In vitro data (active substance dissolution and skin permeation assays) demonstrate that the rate of release of capsaicin from capsaicin patch is linear during the application time. Based on in vitro studies, approximately 1% of capsaicin is estimated to be absorbed into the epidermal and dermal layers of skin during one-hour applications. As the amount of capsaicin released from the patch per hour is proportional to the surface area of application, this amounts to an estimated total maximum possible dose for a 1000 cm² area of application of approximately 7 mg. Assuming 1000 cm² of patch area delivers approximately 1% of capsaicin from the patch to a 60 kg person, the maximum potential exposure to capsaicin is approximately 0.12 mg/kg, once every 3 months.

According to the EC Scientific Committee on Food, the average European oral intake of capsaicin is 1.5 mg/day (0.025 mg/kg/day for a 60 kg person) and the highest dietary exposure is 25 to 200 mg/day (up to 3.3 mg/kg/day for a 60 kg person).

Pharmacokinetic data in humans showed transient, low (< 5 ng/ml) systemic exposure to capsaicin in about one third of PHN patients, in 3% of patients with painful diabetic peripheral neuropathyand in no HIV-AN patients following 60-minute applications of capsaicin patch.
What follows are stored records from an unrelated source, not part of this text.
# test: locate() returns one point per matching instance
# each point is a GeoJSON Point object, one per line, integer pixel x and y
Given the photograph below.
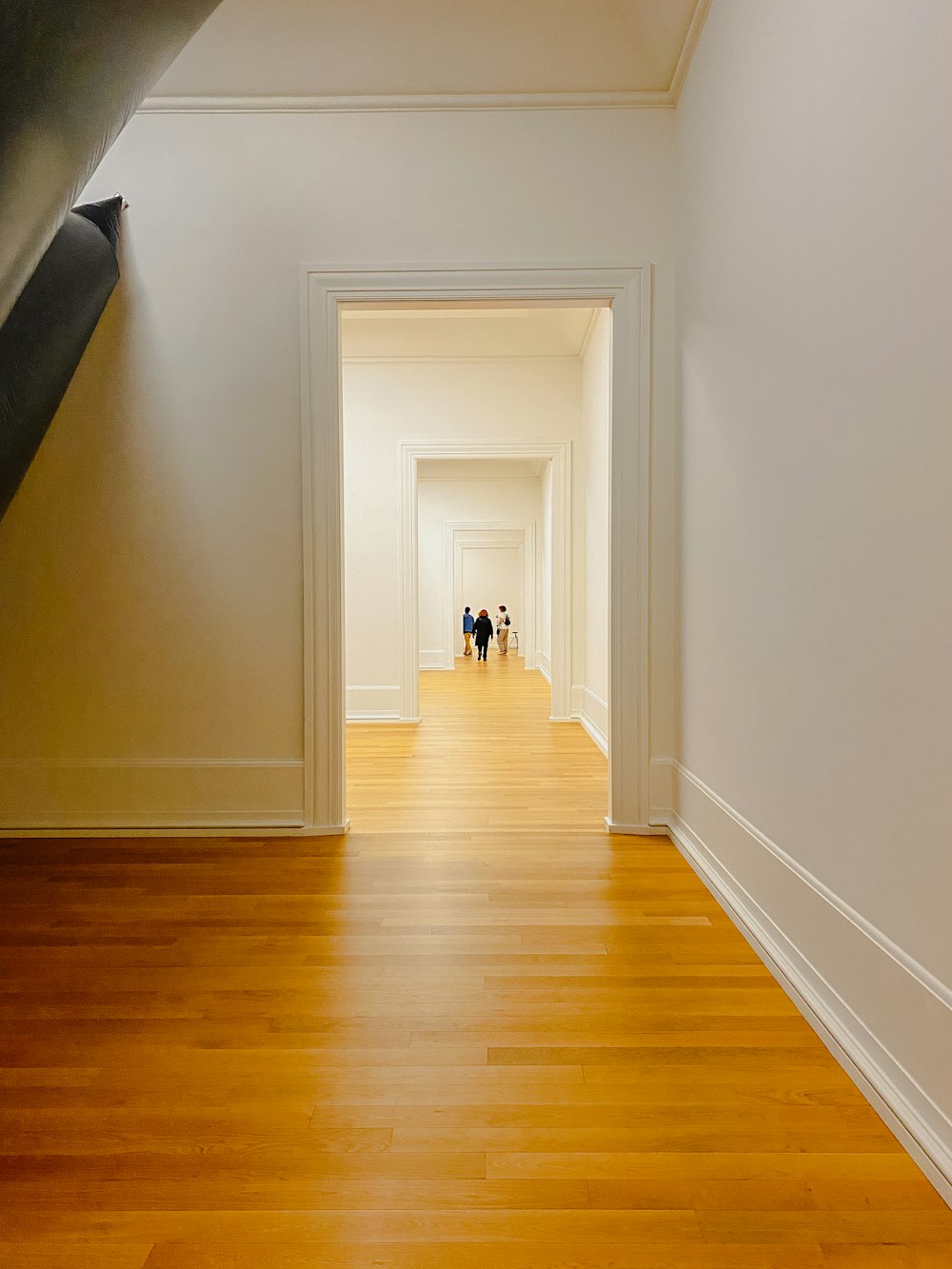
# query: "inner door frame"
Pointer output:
{"type": "Point", "coordinates": [326, 288]}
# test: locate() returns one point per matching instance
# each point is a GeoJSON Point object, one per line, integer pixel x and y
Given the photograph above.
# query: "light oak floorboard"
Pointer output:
{"type": "Point", "coordinates": [476, 1032]}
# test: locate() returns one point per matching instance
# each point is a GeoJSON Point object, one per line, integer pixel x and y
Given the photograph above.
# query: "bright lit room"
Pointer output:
{"type": "Point", "coordinates": [623, 942]}
{"type": "Point", "coordinates": [476, 443]}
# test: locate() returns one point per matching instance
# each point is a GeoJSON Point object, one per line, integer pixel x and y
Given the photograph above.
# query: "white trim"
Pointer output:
{"type": "Point", "coordinates": [433, 659]}
{"type": "Point", "coordinates": [197, 827]}
{"type": "Point", "coordinates": [628, 290]}
{"type": "Point", "coordinates": [688, 50]}
{"type": "Point", "coordinates": [463, 534]}
{"type": "Point", "coordinates": [868, 1001]}
{"type": "Point", "coordinates": [559, 453]}
{"type": "Point", "coordinates": [590, 709]}
{"type": "Point", "coordinates": [166, 793]}
{"type": "Point", "coordinates": [373, 704]}
{"type": "Point", "coordinates": [635, 830]}
{"type": "Point", "coordinates": [461, 359]}
{"type": "Point", "coordinates": [928, 980]}
{"type": "Point", "coordinates": [589, 332]}
{"type": "Point", "coordinates": [406, 102]}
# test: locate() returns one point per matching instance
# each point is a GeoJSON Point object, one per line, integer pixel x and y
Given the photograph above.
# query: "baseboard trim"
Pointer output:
{"type": "Point", "coordinates": [852, 947]}
{"type": "Point", "coordinates": [156, 796]}
{"type": "Point", "coordinates": [636, 830]}
{"type": "Point", "coordinates": [163, 833]}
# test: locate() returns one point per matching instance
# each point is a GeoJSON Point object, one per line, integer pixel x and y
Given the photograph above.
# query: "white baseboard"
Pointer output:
{"type": "Point", "coordinates": [373, 704]}
{"type": "Point", "coordinates": [636, 830]}
{"type": "Point", "coordinates": [883, 1016]}
{"type": "Point", "coordinates": [592, 712]}
{"type": "Point", "coordinates": [102, 797]}
{"type": "Point", "coordinates": [436, 659]}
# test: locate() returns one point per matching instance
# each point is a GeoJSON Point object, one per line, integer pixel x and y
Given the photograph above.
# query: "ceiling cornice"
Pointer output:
{"type": "Point", "coordinates": [251, 104]}
{"type": "Point", "coordinates": [664, 99]}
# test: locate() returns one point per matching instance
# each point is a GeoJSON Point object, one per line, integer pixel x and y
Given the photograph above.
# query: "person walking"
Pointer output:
{"type": "Point", "coordinates": [482, 633]}
{"type": "Point", "coordinates": [503, 625]}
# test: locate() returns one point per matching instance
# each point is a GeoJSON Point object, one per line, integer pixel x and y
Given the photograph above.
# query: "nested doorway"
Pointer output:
{"type": "Point", "coordinates": [627, 707]}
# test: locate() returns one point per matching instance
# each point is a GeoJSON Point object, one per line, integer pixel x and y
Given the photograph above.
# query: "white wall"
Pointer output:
{"type": "Point", "coordinates": [506, 502]}
{"type": "Point", "coordinates": [151, 620]}
{"type": "Point", "coordinates": [388, 403]}
{"type": "Point", "coordinates": [597, 412]}
{"type": "Point", "coordinates": [815, 380]}
{"type": "Point", "coordinates": [544, 578]}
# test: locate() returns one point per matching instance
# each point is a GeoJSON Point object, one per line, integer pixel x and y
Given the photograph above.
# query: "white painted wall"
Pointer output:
{"type": "Point", "coordinates": [440, 502]}
{"type": "Point", "coordinates": [388, 403]}
{"type": "Point", "coordinates": [815, 381]}
{"type": "Point", "coordinates": [592, 690]}
{"type": "Point", "coordinates": [544, 576]}
{"type": "Point", "coordinates": [151, 618]}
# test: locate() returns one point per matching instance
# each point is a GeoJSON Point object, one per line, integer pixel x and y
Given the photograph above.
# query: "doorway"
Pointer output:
{"type": "Point", "coordinates": [627, 293]}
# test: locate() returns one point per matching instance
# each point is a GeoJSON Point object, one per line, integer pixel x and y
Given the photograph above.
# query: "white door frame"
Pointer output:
{"type": "Point", "coordinates": [559, 453]}
{"type": "Point", "coordinates": [628, 290]}
{"type": "Point", "coordinates": [463, 534]}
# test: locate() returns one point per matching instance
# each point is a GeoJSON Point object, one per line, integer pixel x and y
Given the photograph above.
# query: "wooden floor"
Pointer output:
{"type": "Point", "coordinates": [478, 1033]}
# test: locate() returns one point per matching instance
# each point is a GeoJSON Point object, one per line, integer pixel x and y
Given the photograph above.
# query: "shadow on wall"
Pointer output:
{"type": "Point", "coordinates": [98, 553]}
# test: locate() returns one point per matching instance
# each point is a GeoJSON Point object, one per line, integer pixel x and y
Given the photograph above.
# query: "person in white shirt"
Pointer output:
{"type": "Point", "coordinates": [503, 624]}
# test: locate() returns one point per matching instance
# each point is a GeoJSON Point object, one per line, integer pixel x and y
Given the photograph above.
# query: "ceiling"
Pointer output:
{"type": "Point", "coordinates": [417, 50]}
{"type": "Point", "coordinates": [464, 332]}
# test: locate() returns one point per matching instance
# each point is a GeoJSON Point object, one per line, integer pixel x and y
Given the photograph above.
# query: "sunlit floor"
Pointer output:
{"type": "Point", "coordinates": [483, 758]}
{"type": "Point", "coordinates": [478, 1033]}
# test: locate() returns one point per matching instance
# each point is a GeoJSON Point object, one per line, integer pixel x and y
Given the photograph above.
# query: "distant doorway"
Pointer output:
{"type": "Point", "coordinates": [627, 705]}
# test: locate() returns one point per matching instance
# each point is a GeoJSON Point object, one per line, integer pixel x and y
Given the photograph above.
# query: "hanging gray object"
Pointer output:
{"type": "Point", "coordinates": [71, 75]}
{"type": "Point", "coordinates": [48, 330]}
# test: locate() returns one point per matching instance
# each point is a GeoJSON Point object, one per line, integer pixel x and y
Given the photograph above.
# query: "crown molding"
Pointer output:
{"type": "Point", "coordinates": [399, 103]}
{"type": "Point", "coordinates": [687, 52]}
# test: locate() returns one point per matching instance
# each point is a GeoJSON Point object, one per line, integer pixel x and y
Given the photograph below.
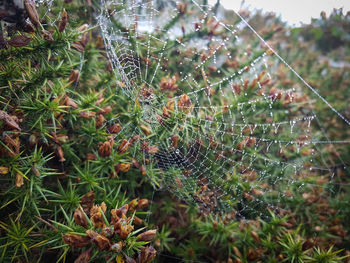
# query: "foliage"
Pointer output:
{"type": "Point", "coordinates": [73, 145]}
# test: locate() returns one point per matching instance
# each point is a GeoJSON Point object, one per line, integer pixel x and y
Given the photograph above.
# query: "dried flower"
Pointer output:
{"type": "Point", "coordinates": [185, 104]}
{"type": "Point", "coordinates": [74, 76]}
{"type": "Point", "coordinates": [75, 240]}
{"type": "Point", "coordinates": [96, 216]}
{"type": "Point", "coordinates": [146, 129]}
{"type": "Point", "coordinates": [147, 236]}
{"type": "Point", "coordinates": [87, 114]}
{"type": "Point", "coordinates": [84, 257]}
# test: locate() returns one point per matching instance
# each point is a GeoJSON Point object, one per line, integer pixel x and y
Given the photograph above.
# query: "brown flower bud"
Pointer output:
{"type": "Point", "coordinates": [32, 13]}
{"type": "Point", "coordinates": [9, 120]}
{"type": "Point", "coordinates": [142, 204]}
{"type": "Point", "coordinates": [4, 170]}
{"type": "Point", "coordinates": [101, 241]}
{"type": "Point", "coordinates": [87, 201]}
{"type": "Point", "coordinates": [146, 129]}
{"type": "Point", "coordinates": [147, 236]}
{"type": "Point", "coordinates": [87, 114]}
{"type": "Point", "coordinates": [74, 76]}
{"type": "Point", "coordinates": [71, 103]}
{"type": "Point", "coordinates": [47, 36]}
{"type": "Point", "coordinates": [19, 41]}
{"type": "Point", "coordinates": [105, 149]}
{"type": "Point", "coordinates": [147, 254]}
{"type": "Point", "coordinates": [105, 110]}
{"type": "Point", "coordinates": [123, 147]}
{"type": "Point", "coordinates": [80, 218]}
{"type": "Point", "coordinates": [185, 104]}
{"type": "Point", "coordinates": [91, 157]}
{"type": "Point", "coordinates": [84, 257]}
{"type": "Point", "coordinates": [19, 180]}
{"type": "Point", "coordinates": [75, 240]}
{"type": "Point", "coordinates": [63, 22]}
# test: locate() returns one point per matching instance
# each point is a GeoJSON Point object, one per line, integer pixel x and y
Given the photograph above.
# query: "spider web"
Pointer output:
{"type": "Point", "coordinates": [230, 137]}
No data are available following 30-minute treatments. In general, the proportions of PHN patients with systemic exposure to capsaicin increased with larger treatment areas and with longer treatment durations. The highest concentration of capsaicin detected in patients treated for 60 minutes was 4.6 ng/mL, which occurred immediately after patch removal. Most quantifiable levels were observed at the time of patch removal, with a clear trend towards disappearance by 3 to 6 hours after removal. No detectable levels of metabolites were observed in any subject.

A population pharmacokinetic analysis of patients treated for 60 and 90 minutes indicated that capsaicin levels in plasma peaked around 20 minutes after capsaicin patch removal and declined very rapidly, with a mean elimination half-life of about 130 minutes.

Non-clinical data reveal no special hazard for humans based on conventional studies of safety pharmacology, single-dose toxicity, and repeated-dose toxicity.

Genotoxicity studies performed with capsaicin show a weak mutagenic response in the mouse lymphoma assay and negative responses in the Ames, mouse micronucleus and chromosomal aberrationin human peripheral blood lymphocytes assays.

A carcinogenicity study performed in mice indicates that capsaicin is not carcinogenic.

A reproductive toxicology study conducted in rats showed a statistically significant reduction in the number and percent of motile sperms in rats treated 3 hours/day beginning 28 days before cohabitation, through cohabitation and continuing through the day before sacrifice. Although neither statistically significant nor dose dependent, the Fertility Index and the number of pregnancies per number of rats in cohabitation were reduced in all capsaicin-treated groups.

A teratology study conducted in rabbits did not show any potential for embryofetal toxicity. Delays in skeletal ossification (reductions in ossified metatarsals) were observed in a rat teratology study at dose levels higher than human therapeutic levels; the significance of this finding for humans is unknown. Peri- and post-natal toxicology studies, conducted in rats do not show potential for reproductive toxicity. Lactating rats exposed to capsaicin daily for 3 hours showed measurable levels of capsaicin in the mothers' milk.

A mild sensitization was seen in a cutaneous sensitization study with guinea pigs.